The simple question, “Do you have impaired balance?” is a better predictor of fractures than osteoporosis, the researchers note. This question can predict about 40% of all hip fractures, whereas osteoporosis predicts less than 30%.

The Risk of Osteoporosis Fractures

The incidence of hip fracture in women rises 44-fold from the age of 55 to 85, and the effect of aging is 11-fold greater than that of reduced bone mineral density. About a third of generally healthy people aged ≥65 fall at least once a year, this proportion increases to a half by age 80.

As a consequence, the researchers note in the study, we are over diagnosing bone fragility, and this in turn leads to overtreatment. Osteoporosis drugs are big business: In the U.S., about 75 percent of white women over the age of 65 are the primary targets for osteoporosis medication marketing. The amount spent on these drugs tripled from 2001 to 2008, and it is forecast to continue growing.

Bisphosphonates, such as Fosamax, are the dominant drugs for fracture prevention. However, while bisphosphonates do increase bone mass density by blocking the resorption process that is part of the natural process of bone metabolism, the evidence that bisphosphonates prevent fractures is weak, according to the researchers.

Our systematic review of the evidence base for bisphosphonates identified 33 randomized controlled trials of sufficient duration (≥ one year) to expect a preventive effect on hip fractures. In 23 trials reporting on hip fracture, 254/17,164 women taking bisphosphonates versus 289/14,080 taking placebo had hip fractures (relative risk 0.68, (95% confidence interval 0.57% to 0.80%); absolute risk reduction 0.57% for hip fracture over three years. Accordingly, 175 women must be treated for three years for each hip fracture prevented.

But the evidence base is fraught with gaps. Although the mean age of patients with hip fracture in Europe is about 80 years, and over 75% of hip fractures occur among people older than 75, only three of the 23 trials in our systematic review included sufficient women over 75 to allow analysis of hip fracture incidence. All failed to show any significant effect on hip fractures in this age group. Counterintuitively, the evidence thus suggests that those most prone to hip fractures do not benefit from bisphosphonate treatment. This discouraging finding was corroborated by a recent randomised trial of single dose zoledronic acid for osteoporosis in frail elderly women.

Hip fractures in elders often lead to permanently reduced mobility, quality of life and an overall decline in health, as well as significant social and medical costs. So while strengthening the bones intuitively makes sense, Järvinen argues, anti-osteoporotic medication may not be the answer to prevent hip fractures.

“The benefit from the drug treatment is marginal at best. It also seems — and this is an interesting detail — that the better the response to the treatment in the study, the more flaws the study had,” Järvinen said. 

“Only three studies have been conducted on subjects 80 years of age or older, and none of them found that the medication prevented hip fractures.” 

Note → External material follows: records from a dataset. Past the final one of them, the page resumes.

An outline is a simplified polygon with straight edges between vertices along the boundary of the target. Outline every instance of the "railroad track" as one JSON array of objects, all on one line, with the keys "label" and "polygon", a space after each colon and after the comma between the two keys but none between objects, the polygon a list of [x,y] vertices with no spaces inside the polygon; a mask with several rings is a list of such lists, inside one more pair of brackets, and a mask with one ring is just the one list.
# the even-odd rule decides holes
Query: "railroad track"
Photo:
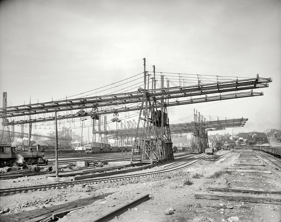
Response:
[{"label": "railroad track", "polygon": [[[259,152],[257,153],[257,152]],[[277,157],[275,157],[274,156],[273,157],[272,155],[264,153],[262,151],[256,150],[254,151],[254,152],[259,155],[261,155],[278,167],[278,168],[274,167],[275,169],[277,170],[281,170],[281,160],[279,159]]]},{"label": "railroad track", "polygon": [[[141,173],[131,175],[119,175],[118,176],[110,176],[106,177],[101,177],[95,179],[88,179],[81,180],[71,181],[69,182],[61,182],[45,185],[36,185],[22,187],[12,188],[4,188],[0,189],[0,194],[4,195],[5,193],[11,194],[21,192],[27,192],[27,191],[41,190],[46,188],[55,189],[56,187],[73,186],[74,185],[92,184],[101,183],[116,181],[125,180],[130,180],[132,178],[141,176],[150,176],[157,174],[165,174],[172,171],[177,171],[182,169],[200,161],[204,158],[210,158],[210,156],[205,154],[196,155],[195,156],[189,157],[188,161],[182,161],[176,166],[172,166],[169,169],[155,171],[152,172]],[[153,166],[151,165],[151,168]],[[102,174],[99,176],[102,176]]]},{"label": "railroad track", "polygon": [[[187,154],[186,153],[181,153],[181,154],[177,154],[177,155],[175,155],[175,158],[177,160],[178,158],[180,158],[180,157],[181,157],[184,156],[186,156],[187,155],[188,155],[188,154]],[[122,157],[122,156],[121,156]],[[77,161],[79,161],[79,160],[81,160],[81,159],[76,159],[78,160]],[[92,159],[91,159],[92,160]],[[111,160],[110,159],[105,159],[106,161],[111,161]],[[131,160],[131,159],[129,160]],[[127,161],[126,160],[124,160],[124,161]],[[137,159],[134,159],[134,161],[139,161],[139,160]],[[85,161],[86,161],[85,160]],[[112,162],[112,161],[111,161]],[[72,162],[70,162],[70,163],[71,163]],[[60,164],[63,164],[65,163],[63,163],[61,162],[59,162],[59,163]],[[41,166],[41,165],[38,165],[38,166]],[[43,166],[43,165],[42,165]],[[131,165],[130,165],[131,166]],[[119,167],[120,168],[122,168],[124,167],[130,166],[129,165],[121,165]],[[115,168],[115,167],[108,167],[107,168],[106,168],[106,170],[107,171],[109,171],[111,170],[111,168]],[[89,168],[88,168],[87,170],[86,171],[92,171],[94,169],[96,168],[95,167],[92,167],[92,169],[91,170],[89,169]],[[71,172],[72,173],[73,172],[75,172],[75,171],[81,171],[81,170],[80,170],[79,169],[77,169],[77,170],[73,170],[71,171]],[[69,172],[64,172],[64,173],[62,173],[62,175],[65,173],[69,173]],[[7,173],[3,173],[2,174],[0,174],[0,180],[7,180],[9,179],[16,179],[16,178],[17,178],[19,177],[22,177],[23,176],[38,176],[40,175],[47,175],[47,174],[53,174],[54,173],[52,171],[41,171],[41,172],[28,172],[26,171],[25,172],[17,172],[16,171],[14,171],[14,172],[12,173],[12,172],[8,172]],[[86,174],[86,173],[83,173],[83,174]],[[50,176],[51,175],[50,175]]]}]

A better strategy for combatting hip fractures: Minimize the risk of falls in seniors by encouraging more physical activity, particularly activities such as yoga that improve balance.  If you are a smoker, quitting smoking is one of the best things you can do to reduce your fracture risk.

In a recent study, YogaU’s Dr. Loren Fishman has shown that yoga offers potential bone-building benefits. Add to that the facts that yoga is a great way to improve balance, and yoga is increasingly emerging as a great technique to reduce the risk of falls and fractures as you get older.

“In contrast to osteoporosis drugs, which come with considerable side effects, yoga offers numerous side benefits,” Dr. Fishman notes. “For millions of women worried about thinning bones and wondering whether they should be taking osteoporosis drugs, it’s important to pay attention to these kind of results.”